А потом разбился самолет. При катастрофе в Ла-Гуардиа погибло пятьдесят восемь человек. Увидев в газете список жертв, мать насчитала там восемь еврейских фамилий (у бабушки получилось девять, но она приняла Миллер за еврейскую фамилию); и — раз погибло восемь евреев — сочла это «трагедией». В среду, когда в классе проводилась дискуссия на свободные темы, Оззи обратил внимание раввина Биндера на то, что «кое-кто из моих родственников» всегда и везде выискивает еврейские фамилии.
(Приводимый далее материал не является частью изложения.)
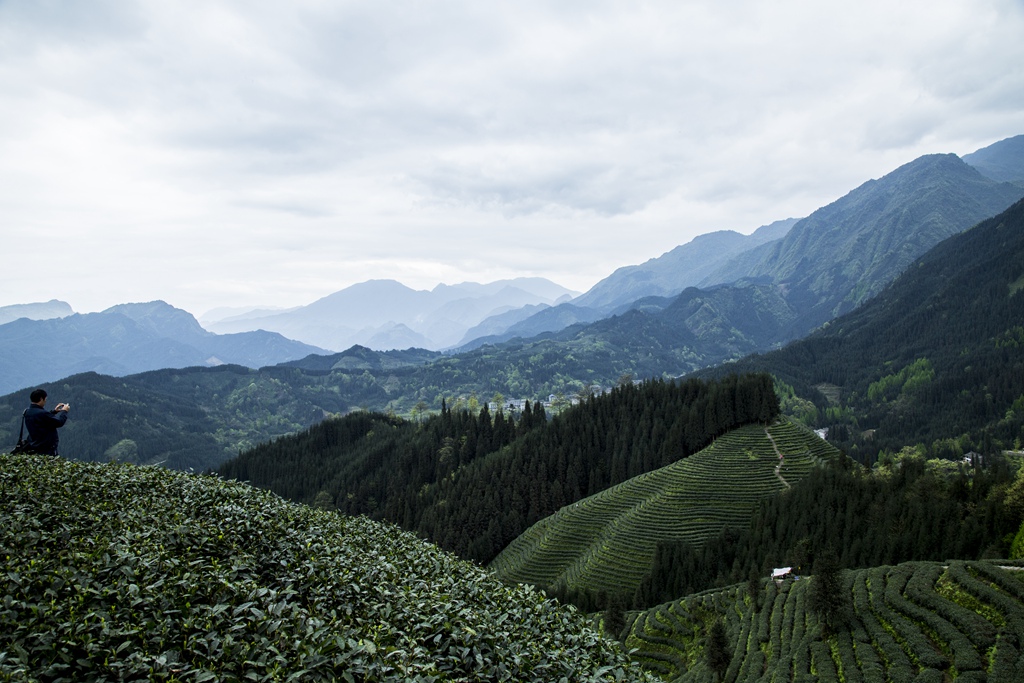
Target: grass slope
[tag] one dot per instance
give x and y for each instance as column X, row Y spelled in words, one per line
column 126, row 572
column 607, row 541
column 912, row 622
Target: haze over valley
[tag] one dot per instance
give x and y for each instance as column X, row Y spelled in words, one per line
column 428, row 342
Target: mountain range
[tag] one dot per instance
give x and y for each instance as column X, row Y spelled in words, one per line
column 825, row 263
column 386, row 314
column 126, row 339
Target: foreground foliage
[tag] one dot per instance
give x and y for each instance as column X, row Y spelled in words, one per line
column 912, row 622
column 118, row 572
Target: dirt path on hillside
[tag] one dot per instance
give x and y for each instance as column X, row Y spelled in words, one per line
column 778, row 468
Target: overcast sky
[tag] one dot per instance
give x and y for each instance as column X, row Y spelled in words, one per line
column 227, row 154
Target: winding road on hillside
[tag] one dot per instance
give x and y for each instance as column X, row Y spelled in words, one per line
column 778, row 453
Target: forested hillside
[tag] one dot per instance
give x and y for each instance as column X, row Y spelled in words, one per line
column 474, row 482
column 606, row 543
column 121, row 572
column 910, row 509
column 936, row 359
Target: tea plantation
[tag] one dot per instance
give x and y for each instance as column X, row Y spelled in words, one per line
column 124, row 572
column 607, row 542
column 926, row 622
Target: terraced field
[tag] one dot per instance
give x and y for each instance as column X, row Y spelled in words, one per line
column 926, row 622
column 607, row 542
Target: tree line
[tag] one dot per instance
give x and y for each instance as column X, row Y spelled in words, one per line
column 471, row 482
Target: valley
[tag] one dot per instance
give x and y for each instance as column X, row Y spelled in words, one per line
column 841, row 396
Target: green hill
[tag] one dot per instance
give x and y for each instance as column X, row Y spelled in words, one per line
column 912, row 622
column 472, row 483
column 937, row 358
column 607, row 542
column 122, row 572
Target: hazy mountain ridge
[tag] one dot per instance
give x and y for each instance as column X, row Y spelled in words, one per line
column 684, row 266
column 826, row 263
column 1003, row 161
column 35, row 311
column 385, row 313
column 127, row 339
column 846, row 252
column 942, row 347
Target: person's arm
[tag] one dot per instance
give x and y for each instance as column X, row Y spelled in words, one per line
column 56, row 418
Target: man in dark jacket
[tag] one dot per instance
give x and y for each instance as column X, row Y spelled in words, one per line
column 43, row 424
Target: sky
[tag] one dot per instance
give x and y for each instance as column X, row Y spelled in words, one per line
column 239, row 154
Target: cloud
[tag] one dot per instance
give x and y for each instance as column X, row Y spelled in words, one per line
column 226, row 153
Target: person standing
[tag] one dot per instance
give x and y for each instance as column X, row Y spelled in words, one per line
column 43, row 424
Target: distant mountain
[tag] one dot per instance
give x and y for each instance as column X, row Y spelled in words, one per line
column 937, row 358
column 385, row 313
column 847, row 252
column 126, row 339
column 827, row 263
column 550, row 318
column 360, row 357
column 498, row 324
column 35, row 311
column 1003, row 161
column 684, row 266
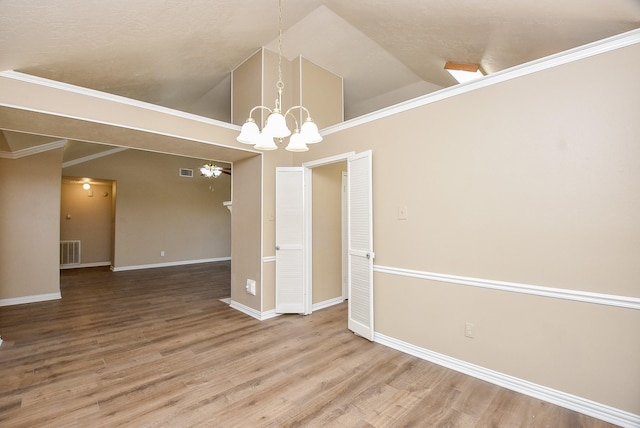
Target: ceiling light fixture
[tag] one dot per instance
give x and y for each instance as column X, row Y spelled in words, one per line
column 275, row 126
column 209, row 170
column 463, row 72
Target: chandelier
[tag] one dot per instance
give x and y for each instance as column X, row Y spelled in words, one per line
column 275, row 127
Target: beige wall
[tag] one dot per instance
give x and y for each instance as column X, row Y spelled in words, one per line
column 532, row 181
column 321, row 94
column 30, row 225
column 87, row 215
column 327, row 231
column 157, row 210
column 246, row 252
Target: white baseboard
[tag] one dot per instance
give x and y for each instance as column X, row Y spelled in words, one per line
column 30, row 299
column 167, row 264
column 327, row 303
column 261, row 316
column 83, row 265
column 563, row 399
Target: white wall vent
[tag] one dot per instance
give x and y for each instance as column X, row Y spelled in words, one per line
column 186, row 172
column 69, row 253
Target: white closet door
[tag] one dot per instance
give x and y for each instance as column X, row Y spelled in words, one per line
column 360, row 245
column 290, row 245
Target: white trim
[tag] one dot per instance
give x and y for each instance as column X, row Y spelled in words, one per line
column 328, row 303
column 329, row 160
column 14, row 75
column 30, row 299
column 536, row 290
column 83, row 265
column 261, row 316
column 94, row 156
column 576, row 54
column 563, row 399
column 167, row 264
column 28, row 78
column 33, row 150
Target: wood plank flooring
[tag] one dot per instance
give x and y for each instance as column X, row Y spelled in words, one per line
column 157, row 348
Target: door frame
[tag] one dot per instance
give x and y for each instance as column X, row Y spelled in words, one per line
column 308, row 213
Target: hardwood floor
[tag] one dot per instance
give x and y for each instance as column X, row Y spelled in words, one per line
column 158, row 348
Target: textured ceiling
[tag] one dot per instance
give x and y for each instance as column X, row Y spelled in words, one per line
column 179, row 53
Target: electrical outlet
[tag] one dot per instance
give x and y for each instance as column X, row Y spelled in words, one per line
column 470, row 330
column 251, row 286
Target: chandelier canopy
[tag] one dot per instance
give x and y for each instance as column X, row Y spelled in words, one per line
column 275, row 127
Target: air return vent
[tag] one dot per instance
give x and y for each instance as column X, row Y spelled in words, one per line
column 69, row 253
column 186, row 172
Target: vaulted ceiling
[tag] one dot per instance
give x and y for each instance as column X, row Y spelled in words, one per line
column 179, row 54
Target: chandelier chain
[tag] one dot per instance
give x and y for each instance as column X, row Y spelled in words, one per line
column 280, row 83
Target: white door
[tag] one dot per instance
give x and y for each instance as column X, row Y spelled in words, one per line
column 360, row 244
column 291, row 289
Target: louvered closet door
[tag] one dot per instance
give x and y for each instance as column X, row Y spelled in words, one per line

Биндер начал толковать про культурную общность и всякую такую штуку, и вот тут-то Оззи встань и скажи, что его интересует другое. Раввин Биндер велел ему сесть, а Оззи возьми да и выпали: жаль, что не все пятьдесят восемь были евреями. Тогда его маму вызвали во второй раз.
— Биндер все повторял: Иисус — он историчный, ну а я все повторял свой вопрос. Ей-ей, Итци, он хотел выставить меня дураком.
— А дальше что?
— Дальше он давай разоряться: мол, я прикидываюсь наивняком, а на самом деле я штукарь, и пусть мама придет в школу — его терпению пришел конец. И он ни за что, будь на то его воля, не допустит меня к бар-мицве. Ну а потом, Итц, он заговорил, ну все равно как статуя бы заговорила — с расстановкой, замогильным голосом, — и сказал: мне, мол, следует подумать: подобает ли так говорить о Господе. Велел идти в его кабинет и подумать над своими словами. — Оззи придвинулся поближе к Итци. — Итц, я думал-думал, целый час думал, и теперь уверен: Бог мог так сделать.
* * *
Оззи собирался признаться маме в последнем проступке, как только она придет с работы. Но в тот вечер — на дворе стоял ноябрь — в пятницу рано стемнело, и мама, открыв дверь, сбросила пальто, мазнула Оззи губами по щеке и сразу прошла к кухонному столу — зажечь три желтых свечи: две в честь субботы, одну — памяти отца Оззи.